I'm shaking my head at this passage from Amy Gardner's Washington Post story about the rally Glenn Beck will lead in D.C. on Saturday:

The disconnect between tea party groups and GOP electoral efforts has been viewed as evidence that the movement would struggle to translate its power into political results. Yet that disconnect could help draw activists Saturday who are unhappy with both major parties and would be reluctant to participate in a GOP event.

You're kidding. We're still talking about the teabaggers being "unhappy with both major parties"? Really? With the implication that that dissatisfaction is evenly distributed?

Oh, sure -- teabaggers say they're disappointed in the GOP. But they utterly despise the Democrats. Give a teabagger a gun, two bullets, and a locked room containing bin Laden, KSM, and Nancy Pelosi, and the teabagger will almost certainly shoot Pelosi twice.

And is Gardner seriously arguing that if the Beck/Palin rally featured a number of Republican speakers, the fanboys and fangirls who worship the talker and the ex-governor would stay away? "Oh, I love Glenn and Sarah to pieces, but Jim DeMint's going to be there, and I just refuse to go." Really?

And are we still arguing about whether teabag energy is going to have a pro-Republican impact at the polls? Oh, sure -- the 'baggers have foisted some candidates on the GOP who are going to have a hard time with the broader electorate in November. But what about the intensity of tea party rage in general? Does Gardner think this is entirely separate from the sharp uptick in enthusiasm among voters who plan to vote GOP? Does she think the 'baggers are in one corner, solemly hating both major parties, while all those GOP-leaning enthusiasts are completely tuning out the 'bag message and rallying exclusively to the stirring pronouncements of John Boehner and Eric Cantor?
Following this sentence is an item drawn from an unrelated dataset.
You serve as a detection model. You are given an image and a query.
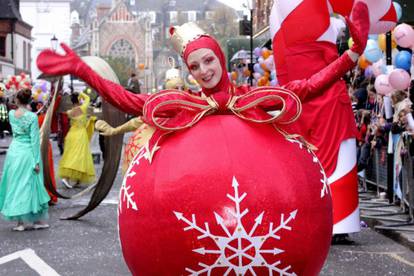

Oh, and this line from Gardner's story is silly, too:

Also unanswered is whether Beck can pull off the connection to King without creating offense....

No, that question isn't unanswered -- the rally's connection to the Martin Luther King rally that took place on the same day and at the same site 47 years ago has already created offense, and (Beck's protests notwithstanding) was always intended to create offense. If there's a question, it's whether the rally can sustain plausible deniability about its deliberate offensiveness. Beck's goal is to prod and provoke liberals and African-Americans just enough that he'll be able to argue (at least to the right and center in the heartland) that any offense is undeserved because he's just an innocent, well-meaning patriot. It helps him immensely, of course, that the right-wing noise machine will fixate on any reaction to the rally that turns violent or rhetorically offensive, even if it's fleeting or isolated, while Beck and his cohort will have to go very, very far over the top before whatever offensive thing they say or do gets traction outside our isolated little HuffPost/MSNBC/left blogosphere world.

My guess is that we're going to spend the rally's aftermath arguing over crowd estimates, discussing whether a handful of hecklers at the rally are "disrespecting the troops" (Beck says troops a major rally focus -- way to politicize the military, Glenn), and gossiping about whatever schoolgirl taunt Palin makes the cenrterpiece of her speech. And King's dream will die a little more.